Wednesday, July 07, 2010
IMD declared on Tuesday, 6th, that the monsoon has advanced into remaining parts of Rajasthan, covering the entire country about 10 days earlier than normal This had made up for the delay elsewhere and helped bring down the mercury in the Northern areas,and boosting farmer's hopes.A western disturbance may have offered the perfect cover for declaring the onset. The rains received over the last two days in the Northwest have been heavy to very heavy at times.
And over the region, the low pressure over central India, has made the normally requires easterlies to deviate yet again by flows from the Arabian Sea, now blowing straight into the Northern/Northwestern regions. This has moved the Monsoon rains to cover west Rajasthan, but easterlies have ceased over Uttar Pradesh and Bihar, and become southerlies.
Meanwhile, the low over Bay of Bengal off the A.P. coast persisted on Tuesday. ECMWF forecasts a westward movement for the system. This should result in a round of rains for the main peninsula areas.
Interior Maharshtra and A.P. should see increase from Thursday. Gujarat/Saurashtra should recieve moderate sparsed rain Wednesday thru Friday, with about 25 mms /day. I see rains decreasing in the Delhi region till Friday. Mumbai forecast: Wednesday thru Friday: Heavy passing showers, not too prolonged.

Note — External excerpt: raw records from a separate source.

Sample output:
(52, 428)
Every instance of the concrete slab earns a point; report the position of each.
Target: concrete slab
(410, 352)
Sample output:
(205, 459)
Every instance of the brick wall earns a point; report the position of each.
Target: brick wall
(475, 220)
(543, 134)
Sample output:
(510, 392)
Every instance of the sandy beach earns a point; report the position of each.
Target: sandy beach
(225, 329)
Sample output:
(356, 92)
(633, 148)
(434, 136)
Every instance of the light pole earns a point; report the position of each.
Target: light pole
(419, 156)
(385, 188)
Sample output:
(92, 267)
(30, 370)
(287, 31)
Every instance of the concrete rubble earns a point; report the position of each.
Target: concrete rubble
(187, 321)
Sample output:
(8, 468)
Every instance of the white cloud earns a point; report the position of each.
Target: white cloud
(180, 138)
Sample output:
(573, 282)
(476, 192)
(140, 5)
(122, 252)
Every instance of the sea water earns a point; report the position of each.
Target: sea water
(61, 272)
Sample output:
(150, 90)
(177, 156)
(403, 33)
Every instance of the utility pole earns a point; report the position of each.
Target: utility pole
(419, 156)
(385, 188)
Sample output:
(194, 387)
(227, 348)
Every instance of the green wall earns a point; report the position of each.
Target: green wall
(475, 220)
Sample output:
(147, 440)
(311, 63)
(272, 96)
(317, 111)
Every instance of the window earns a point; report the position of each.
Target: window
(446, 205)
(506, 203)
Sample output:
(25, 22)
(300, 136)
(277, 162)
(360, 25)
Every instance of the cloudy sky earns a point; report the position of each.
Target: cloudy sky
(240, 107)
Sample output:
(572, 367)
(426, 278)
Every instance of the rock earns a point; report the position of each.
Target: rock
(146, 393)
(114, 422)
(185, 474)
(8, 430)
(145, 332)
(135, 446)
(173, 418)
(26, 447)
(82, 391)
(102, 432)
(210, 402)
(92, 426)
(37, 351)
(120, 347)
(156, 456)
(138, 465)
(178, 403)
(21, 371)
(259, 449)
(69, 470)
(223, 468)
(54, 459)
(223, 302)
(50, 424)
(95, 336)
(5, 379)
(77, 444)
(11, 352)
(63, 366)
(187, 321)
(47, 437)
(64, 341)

Dry breaks sparsed in between showers can be expected, but be ready for sudden haevy downpours of limited durations. Rain will be 25-30 mms/day. On Tuesday, Colaba recieved 30 mms and Santacruz 36mms. (Vagaries Forecast 35 mms).
But for India,nothing dries up India's economic prospects more than the absence of monsoon clouds.With 60% of India's crop land still watered by rain, the monsoon is critical to determining food prices. The rains are in deficit, as of end June, but, more than the quantity, it's how the rains have covered the country that matters. In some key crop-producing areas, like the central region/Northern where most of India's oilseeds, lentils and rice are grown, rains were 26% below the average in June.
Timing is also crucial. For instance,the met department expects the rains to be heaviest in September. But for crops sown in June and July, that could have a damaging effect. In Uttar Pradesh, the second-largest sugar producer in the country, sugar output is already expected to fall short of earlier estimates by 5% because of the delayed showers. And let us not forget the importance of the farmer's capacity:, -60% of the demand comes from farmers--from consumer items to motorcycle, sales, are linked to crop yields. Certainly, with India's economy rebounding, consumer demand in the cities should hold up regardless of the weather. But more than 700 million Indians live in villages, and rural sales are a critical source of expansion for many Indian companies. With so much depending on them, the Monsoon has to "burst" in full fury over India.
It is too early to panic about this. Only a quarter of the rainy season has passed, and one factor that kept the rains away last year, the global El Nino weather effect, is fading. But a year after the worst drought in nearly four decades, India needs a normal rainfall more than ever.